Before James Cameron made a solo dive to the Challenger Deep – the deepest point in the ocean – only one mission had been there before. Now, several groups are planning deep-sea dives, and engineering advances could shed new light on the region.
Film director and explorer James Cameron on Monday completed a historic solo dive to the Challenger Deep – the deepest spot in the ocean – aboard an oversized torpedo of a submersible that expedition scientists say could help open new opportunities for researchers to study some of the most remote places on the planet.
The pioneering design of Mr. Cameron's Deepsea Challenger, as well as those of other groups who plan similar manned deep-sea dives later this year, may lead to a new generation of manned and unmanned subs that could accelerate the pace of research generally, other specialists say.
Cameron returned to the surface at noon local time some 300 miles southwest of Guam after enduring nearly seven hours tucked in a cramped cockpit so small he could not fully extend his legs. He spent nearly three hours at the Challenger Deep itself, gathering 3-D video.

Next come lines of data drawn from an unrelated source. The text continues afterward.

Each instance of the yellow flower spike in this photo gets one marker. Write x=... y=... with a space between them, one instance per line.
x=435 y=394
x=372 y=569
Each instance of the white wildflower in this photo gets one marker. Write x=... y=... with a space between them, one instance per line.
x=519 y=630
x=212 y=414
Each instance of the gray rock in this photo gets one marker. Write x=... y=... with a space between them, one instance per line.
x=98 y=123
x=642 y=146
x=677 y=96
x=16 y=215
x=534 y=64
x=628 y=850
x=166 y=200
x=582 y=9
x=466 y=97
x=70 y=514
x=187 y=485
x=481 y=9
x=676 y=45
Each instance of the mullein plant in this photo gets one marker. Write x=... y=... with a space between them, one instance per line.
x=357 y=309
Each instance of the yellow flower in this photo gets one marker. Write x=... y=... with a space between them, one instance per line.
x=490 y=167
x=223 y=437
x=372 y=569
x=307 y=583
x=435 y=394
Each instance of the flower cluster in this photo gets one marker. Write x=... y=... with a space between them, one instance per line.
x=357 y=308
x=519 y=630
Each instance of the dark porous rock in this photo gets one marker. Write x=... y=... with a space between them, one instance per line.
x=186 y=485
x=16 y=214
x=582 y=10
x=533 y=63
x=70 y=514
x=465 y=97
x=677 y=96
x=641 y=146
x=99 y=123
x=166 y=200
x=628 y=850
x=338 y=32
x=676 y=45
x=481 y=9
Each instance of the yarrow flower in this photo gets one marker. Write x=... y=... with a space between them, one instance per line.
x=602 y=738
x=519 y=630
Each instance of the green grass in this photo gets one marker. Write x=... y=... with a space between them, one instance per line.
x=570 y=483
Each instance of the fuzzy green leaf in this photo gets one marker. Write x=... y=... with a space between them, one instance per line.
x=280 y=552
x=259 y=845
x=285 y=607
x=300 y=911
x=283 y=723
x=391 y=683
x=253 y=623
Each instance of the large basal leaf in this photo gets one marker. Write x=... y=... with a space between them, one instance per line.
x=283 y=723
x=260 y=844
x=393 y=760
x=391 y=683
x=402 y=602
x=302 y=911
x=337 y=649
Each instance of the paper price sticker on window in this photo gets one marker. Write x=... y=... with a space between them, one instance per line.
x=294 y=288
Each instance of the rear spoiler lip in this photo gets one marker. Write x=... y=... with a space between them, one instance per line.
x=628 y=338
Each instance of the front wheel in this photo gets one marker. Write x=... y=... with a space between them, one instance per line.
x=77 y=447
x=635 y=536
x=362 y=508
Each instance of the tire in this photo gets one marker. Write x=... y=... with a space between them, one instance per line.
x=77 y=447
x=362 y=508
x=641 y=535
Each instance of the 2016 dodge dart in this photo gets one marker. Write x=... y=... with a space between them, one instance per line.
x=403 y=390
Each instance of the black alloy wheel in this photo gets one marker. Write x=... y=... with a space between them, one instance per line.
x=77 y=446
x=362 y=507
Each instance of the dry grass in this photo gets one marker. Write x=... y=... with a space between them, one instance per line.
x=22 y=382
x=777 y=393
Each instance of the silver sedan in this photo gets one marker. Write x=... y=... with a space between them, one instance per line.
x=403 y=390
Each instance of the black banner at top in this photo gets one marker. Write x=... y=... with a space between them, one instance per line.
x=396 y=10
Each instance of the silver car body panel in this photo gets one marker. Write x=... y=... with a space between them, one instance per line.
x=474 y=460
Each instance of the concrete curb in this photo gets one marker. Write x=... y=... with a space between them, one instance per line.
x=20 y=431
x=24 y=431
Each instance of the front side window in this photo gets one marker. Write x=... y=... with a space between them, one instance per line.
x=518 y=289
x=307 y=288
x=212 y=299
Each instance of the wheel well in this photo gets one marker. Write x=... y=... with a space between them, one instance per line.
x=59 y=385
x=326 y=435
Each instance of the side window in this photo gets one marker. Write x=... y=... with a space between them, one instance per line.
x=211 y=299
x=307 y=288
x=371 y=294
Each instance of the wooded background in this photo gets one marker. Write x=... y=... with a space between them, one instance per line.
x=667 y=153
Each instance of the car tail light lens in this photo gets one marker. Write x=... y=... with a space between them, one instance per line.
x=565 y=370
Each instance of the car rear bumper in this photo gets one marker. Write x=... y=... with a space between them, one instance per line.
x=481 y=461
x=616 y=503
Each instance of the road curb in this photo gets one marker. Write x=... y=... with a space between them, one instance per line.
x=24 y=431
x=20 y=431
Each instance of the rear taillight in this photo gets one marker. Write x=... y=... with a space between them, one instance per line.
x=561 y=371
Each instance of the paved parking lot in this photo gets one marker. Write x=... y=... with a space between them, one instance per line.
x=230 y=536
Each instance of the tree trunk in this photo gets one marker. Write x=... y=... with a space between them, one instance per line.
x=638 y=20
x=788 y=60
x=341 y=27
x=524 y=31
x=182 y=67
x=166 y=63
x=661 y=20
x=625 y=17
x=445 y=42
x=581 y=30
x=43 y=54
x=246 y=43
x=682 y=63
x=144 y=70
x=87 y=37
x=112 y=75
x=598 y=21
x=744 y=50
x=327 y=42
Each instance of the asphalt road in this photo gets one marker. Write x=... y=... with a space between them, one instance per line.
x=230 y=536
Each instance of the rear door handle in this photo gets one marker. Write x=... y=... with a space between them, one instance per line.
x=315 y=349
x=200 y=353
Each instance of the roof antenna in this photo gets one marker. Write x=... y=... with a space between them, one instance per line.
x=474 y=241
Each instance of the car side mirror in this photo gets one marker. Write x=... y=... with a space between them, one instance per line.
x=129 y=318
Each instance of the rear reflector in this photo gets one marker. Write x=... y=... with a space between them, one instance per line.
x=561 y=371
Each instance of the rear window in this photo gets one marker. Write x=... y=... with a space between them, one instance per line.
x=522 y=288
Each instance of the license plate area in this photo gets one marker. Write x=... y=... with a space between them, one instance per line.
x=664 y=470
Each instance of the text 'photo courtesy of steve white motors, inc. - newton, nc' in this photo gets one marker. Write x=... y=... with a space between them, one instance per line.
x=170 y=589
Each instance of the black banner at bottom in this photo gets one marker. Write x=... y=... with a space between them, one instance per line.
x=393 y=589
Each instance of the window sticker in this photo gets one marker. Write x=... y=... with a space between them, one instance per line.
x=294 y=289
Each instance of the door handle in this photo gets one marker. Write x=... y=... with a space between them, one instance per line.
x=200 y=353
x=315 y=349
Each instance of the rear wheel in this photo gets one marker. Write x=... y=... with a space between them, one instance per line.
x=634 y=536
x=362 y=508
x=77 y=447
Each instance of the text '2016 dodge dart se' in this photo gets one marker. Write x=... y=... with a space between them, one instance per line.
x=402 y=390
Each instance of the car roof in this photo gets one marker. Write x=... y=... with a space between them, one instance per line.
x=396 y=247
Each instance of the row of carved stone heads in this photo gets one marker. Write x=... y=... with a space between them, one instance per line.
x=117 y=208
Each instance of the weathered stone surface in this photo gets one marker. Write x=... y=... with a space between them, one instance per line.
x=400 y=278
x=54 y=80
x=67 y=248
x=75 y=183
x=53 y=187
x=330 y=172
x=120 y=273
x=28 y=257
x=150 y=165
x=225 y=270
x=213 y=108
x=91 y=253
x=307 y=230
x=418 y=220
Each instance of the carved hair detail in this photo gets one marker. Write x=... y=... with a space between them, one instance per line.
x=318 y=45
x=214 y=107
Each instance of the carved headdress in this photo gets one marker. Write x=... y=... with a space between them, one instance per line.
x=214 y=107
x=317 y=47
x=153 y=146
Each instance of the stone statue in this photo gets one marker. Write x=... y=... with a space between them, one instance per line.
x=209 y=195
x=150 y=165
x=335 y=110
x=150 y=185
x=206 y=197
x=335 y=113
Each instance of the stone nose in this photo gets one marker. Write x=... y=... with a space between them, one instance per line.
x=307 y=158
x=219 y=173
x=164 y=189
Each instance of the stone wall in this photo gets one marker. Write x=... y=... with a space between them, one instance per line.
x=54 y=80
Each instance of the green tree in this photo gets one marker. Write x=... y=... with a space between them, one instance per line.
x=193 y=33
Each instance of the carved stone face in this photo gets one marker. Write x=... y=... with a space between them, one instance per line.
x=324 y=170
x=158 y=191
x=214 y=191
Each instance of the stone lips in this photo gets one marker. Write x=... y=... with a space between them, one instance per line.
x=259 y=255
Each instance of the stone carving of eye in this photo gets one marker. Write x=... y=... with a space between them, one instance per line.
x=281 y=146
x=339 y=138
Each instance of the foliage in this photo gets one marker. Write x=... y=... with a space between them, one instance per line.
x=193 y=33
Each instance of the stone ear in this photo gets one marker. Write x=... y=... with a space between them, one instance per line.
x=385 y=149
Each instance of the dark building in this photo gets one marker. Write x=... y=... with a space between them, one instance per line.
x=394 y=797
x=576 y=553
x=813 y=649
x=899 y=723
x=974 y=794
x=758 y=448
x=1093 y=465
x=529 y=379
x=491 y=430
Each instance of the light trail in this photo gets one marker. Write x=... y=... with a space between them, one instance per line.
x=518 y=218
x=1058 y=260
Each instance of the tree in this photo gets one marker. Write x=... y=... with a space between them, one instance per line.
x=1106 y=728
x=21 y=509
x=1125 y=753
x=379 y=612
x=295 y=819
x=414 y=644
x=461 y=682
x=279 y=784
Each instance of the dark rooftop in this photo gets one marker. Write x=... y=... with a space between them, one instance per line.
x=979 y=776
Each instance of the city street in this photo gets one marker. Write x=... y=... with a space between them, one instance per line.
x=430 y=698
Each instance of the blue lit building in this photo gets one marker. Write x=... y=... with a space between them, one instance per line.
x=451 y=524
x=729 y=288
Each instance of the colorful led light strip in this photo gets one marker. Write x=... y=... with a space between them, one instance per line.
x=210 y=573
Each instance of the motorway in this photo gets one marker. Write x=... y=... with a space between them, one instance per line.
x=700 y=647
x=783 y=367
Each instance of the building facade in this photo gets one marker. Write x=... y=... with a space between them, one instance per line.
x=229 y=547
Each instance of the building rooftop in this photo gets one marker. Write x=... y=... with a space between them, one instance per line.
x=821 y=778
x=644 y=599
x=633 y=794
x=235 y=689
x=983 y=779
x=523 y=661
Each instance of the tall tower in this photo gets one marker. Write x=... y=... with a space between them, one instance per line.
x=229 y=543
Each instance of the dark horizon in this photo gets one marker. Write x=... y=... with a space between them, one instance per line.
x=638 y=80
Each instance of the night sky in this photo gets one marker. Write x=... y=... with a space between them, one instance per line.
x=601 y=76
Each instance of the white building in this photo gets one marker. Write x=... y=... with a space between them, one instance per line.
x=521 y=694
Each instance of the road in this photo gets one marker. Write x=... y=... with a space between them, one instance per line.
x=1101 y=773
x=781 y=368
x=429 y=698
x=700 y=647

He also had planned to gather samples of rocks and marine life. But a hydraulic leak rendered the sub's mechanical arm and claw useless, he explained during a post-dive press briefing.
With no way to gather samples, a planned six-hour stay on the bottom was cut in half.
It took him just over 2-1/2 hours to reach the Challenger Deep and a mere 70 minutes to reach the surface once his time on the bottom ended.
While there, he says he took a page from astronauts' experiences and made sure he took time to savor the view – the otherwise deep, black water illumined by banks of LED lights along the sub's hull.